Jill Bailey Chenet took note of small moments.

“One human life is no more than a tiny blip. Why waste it being unhappy?” she asked on her Facebook page earlier this summer. “Far better, surely, to use our short time here living a meaningful life.”

Chenet, a second-grade teacher of hearing-impaired children in the District, lived up to those words, friends and family said, until her death Wednesday while swimming near the Cape Hatteras lighthouse in the Outer Banks.

Chenet, 31, was five months pregnant with her first child when she drowned. The unborn baby, a girl, also died. Her husband, Matt Chenet, 37, nearly drowned trying to save them. He was released from a Norfolk hospital Friday.

The Chenets, who lived in Glover Park, were at the end of a 10-day vacation. They waded into shallow water about 6:45 p.m. Wednesday, when there was no lifeguard on duty, National Park Service spokeswoman Cyndy Holda said. Family members said the couple were caught in a rip current. Matt Chenet struggled for 30 minutes in the water, trying to keep his wife’s head above water.

Rescue workers responding to a 911 call found the pair floating about 20 yards from the beach and took them to Sentara Norfolk General Hospital, where Jill Chenet and her baby were declared dead. Matt Chenet was initially listed in serious condition. After his release Friday, he was expected to travel to Salem, Va., where his wife’s family lives, friends said.

Jill Chenet was born and raised in Salem, a small city next to Roanoke. She was the youngest of three children and grew up surrounded by a large extended family that included more than a dozen first cousins. Those closest to her called her “Tootie,” a nickname given to her by her grandfather, said Kelly Farber, a cousin.

After graduating from Washington and Lee University in 2003, Chenet worked as a teaching assistant and eventually enrolled at the University of Virginia to earn a master’s degree in education as a reading specialist.

She met her future husband, an independent television producer who has done work for Discovery Networks and the National Geographic Channel, while visiting friends in Washington.

When it came time for them to marry, Farber suggested that Chenet have her sister as maid of honor and forgo bridesmaids so Chenet would not be forced to choose among her many cousins and friends. Chenet ended up with 12 bridesmaids.

She had started working at the River School in Palisades a couple of years earlier. The school prepares hearing-impaired children for mainstream classrooms.

School officials declined to comment yesterday. In a note posted on the school’s Web site, school officials wrote: “Words cannot fully express our grief. Jill dedicated her career to her students, bringing them to their fullest potential with joy and a sense of wonder that was palpable in her classroom daily.”

Chenet’s enthusiasm for teaching — and her ability to laugh at herself — came through in a piece she wrote that was posted in March on Washington and Lee’s Web site. She described how, as a new teacher, she froze as she watched a cochlear implant go sailing off a young girl’s head and land on a busy playground right after Chenet had given her an extra hard push on a swing.

Upon seeing the reaction, the girl doubled over with laughter and told the rookie teacher not to worry. “You’ll catch on soon,” the girl said.
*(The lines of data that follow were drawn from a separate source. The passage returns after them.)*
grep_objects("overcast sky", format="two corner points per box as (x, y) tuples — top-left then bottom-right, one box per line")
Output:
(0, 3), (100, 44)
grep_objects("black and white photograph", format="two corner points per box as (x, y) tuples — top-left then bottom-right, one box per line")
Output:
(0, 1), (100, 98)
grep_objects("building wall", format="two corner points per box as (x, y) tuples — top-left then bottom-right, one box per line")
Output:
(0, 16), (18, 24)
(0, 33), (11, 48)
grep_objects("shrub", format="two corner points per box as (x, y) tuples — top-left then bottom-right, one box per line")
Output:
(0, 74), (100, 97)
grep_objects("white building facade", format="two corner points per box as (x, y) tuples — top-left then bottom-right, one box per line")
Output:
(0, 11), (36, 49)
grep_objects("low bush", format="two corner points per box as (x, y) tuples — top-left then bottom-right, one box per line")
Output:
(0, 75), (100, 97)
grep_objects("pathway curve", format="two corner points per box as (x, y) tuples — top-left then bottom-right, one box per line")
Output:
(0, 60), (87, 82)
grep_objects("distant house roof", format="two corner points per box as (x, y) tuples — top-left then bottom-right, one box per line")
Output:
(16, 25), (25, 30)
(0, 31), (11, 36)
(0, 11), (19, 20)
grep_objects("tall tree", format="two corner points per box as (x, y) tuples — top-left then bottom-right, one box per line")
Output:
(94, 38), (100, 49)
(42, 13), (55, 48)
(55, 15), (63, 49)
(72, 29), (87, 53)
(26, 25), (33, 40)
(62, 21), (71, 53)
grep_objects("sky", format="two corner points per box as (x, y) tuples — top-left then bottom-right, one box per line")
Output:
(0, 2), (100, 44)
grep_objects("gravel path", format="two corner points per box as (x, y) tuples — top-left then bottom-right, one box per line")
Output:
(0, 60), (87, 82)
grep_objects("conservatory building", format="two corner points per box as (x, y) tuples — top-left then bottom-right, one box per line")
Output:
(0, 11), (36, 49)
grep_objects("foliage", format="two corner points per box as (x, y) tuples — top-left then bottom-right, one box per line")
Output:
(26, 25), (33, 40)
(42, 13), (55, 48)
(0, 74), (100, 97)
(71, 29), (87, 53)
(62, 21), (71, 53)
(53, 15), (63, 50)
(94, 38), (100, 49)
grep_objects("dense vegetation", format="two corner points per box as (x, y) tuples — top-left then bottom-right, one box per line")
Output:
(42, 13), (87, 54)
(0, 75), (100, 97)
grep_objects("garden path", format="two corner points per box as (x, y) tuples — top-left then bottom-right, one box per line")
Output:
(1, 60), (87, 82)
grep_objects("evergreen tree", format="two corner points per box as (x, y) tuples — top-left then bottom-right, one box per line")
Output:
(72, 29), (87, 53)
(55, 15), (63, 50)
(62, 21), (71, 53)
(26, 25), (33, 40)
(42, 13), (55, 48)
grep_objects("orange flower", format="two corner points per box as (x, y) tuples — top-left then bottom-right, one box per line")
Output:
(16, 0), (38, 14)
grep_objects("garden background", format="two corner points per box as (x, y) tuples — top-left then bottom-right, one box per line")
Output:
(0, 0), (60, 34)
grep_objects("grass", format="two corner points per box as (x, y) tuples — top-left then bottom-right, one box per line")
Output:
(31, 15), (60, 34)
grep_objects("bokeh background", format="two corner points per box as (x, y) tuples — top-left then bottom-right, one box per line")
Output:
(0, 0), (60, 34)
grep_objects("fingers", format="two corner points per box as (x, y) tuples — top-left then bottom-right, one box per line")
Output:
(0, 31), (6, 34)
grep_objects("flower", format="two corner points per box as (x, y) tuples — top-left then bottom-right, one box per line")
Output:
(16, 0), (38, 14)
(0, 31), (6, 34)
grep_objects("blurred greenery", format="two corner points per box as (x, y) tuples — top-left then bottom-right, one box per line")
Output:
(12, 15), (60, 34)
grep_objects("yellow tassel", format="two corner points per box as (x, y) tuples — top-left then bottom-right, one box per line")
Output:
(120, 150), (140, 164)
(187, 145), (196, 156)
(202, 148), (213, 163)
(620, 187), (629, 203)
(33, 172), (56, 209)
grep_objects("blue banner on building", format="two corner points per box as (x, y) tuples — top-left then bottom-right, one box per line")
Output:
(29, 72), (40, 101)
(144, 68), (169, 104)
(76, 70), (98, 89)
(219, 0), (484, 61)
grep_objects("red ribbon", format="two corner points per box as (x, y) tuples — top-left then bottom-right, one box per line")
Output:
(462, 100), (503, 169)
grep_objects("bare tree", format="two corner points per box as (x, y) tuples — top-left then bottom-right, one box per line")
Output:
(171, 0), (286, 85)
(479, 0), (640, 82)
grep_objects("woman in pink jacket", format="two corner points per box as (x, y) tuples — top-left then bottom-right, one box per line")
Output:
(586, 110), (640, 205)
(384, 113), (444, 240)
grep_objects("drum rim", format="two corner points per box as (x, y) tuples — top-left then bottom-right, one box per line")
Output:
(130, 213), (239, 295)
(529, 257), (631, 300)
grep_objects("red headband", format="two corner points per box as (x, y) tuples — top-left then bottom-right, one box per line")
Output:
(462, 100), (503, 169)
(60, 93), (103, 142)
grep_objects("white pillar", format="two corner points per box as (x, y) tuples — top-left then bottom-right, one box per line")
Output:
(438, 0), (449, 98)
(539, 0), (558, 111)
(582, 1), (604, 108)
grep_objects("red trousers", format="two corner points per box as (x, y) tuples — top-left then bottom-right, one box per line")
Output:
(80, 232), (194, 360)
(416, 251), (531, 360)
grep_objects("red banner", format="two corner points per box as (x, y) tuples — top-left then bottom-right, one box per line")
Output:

The episode, Chenet wrote, taught her “how to cut myself some slack.”

“She had so much patience. You just knew how much she cared about everybody by the way she talked to them,” said Jenifer Carlin Rohrberger, a fellow teacher. “She was meant to do this job. She was just meant to be with kids.”

Chenet was also thrilled that she was soon going to be a mother. “It was all that she could talk about,” Rohrberger said. “She couldn't stop touching her belly.”

The Chenets had chosen Olive as their baby’s name.

The Bailey family had spent the past few weeks planning Chenet’s baby shower. The invitations have already gone out, and presents have started to arrive, Farber said.

“She would’ve been a great mom,” Farber said.

A service is scheduled for 10 a.m. Monday at Our Lady of Nazareth Church in Roanoke.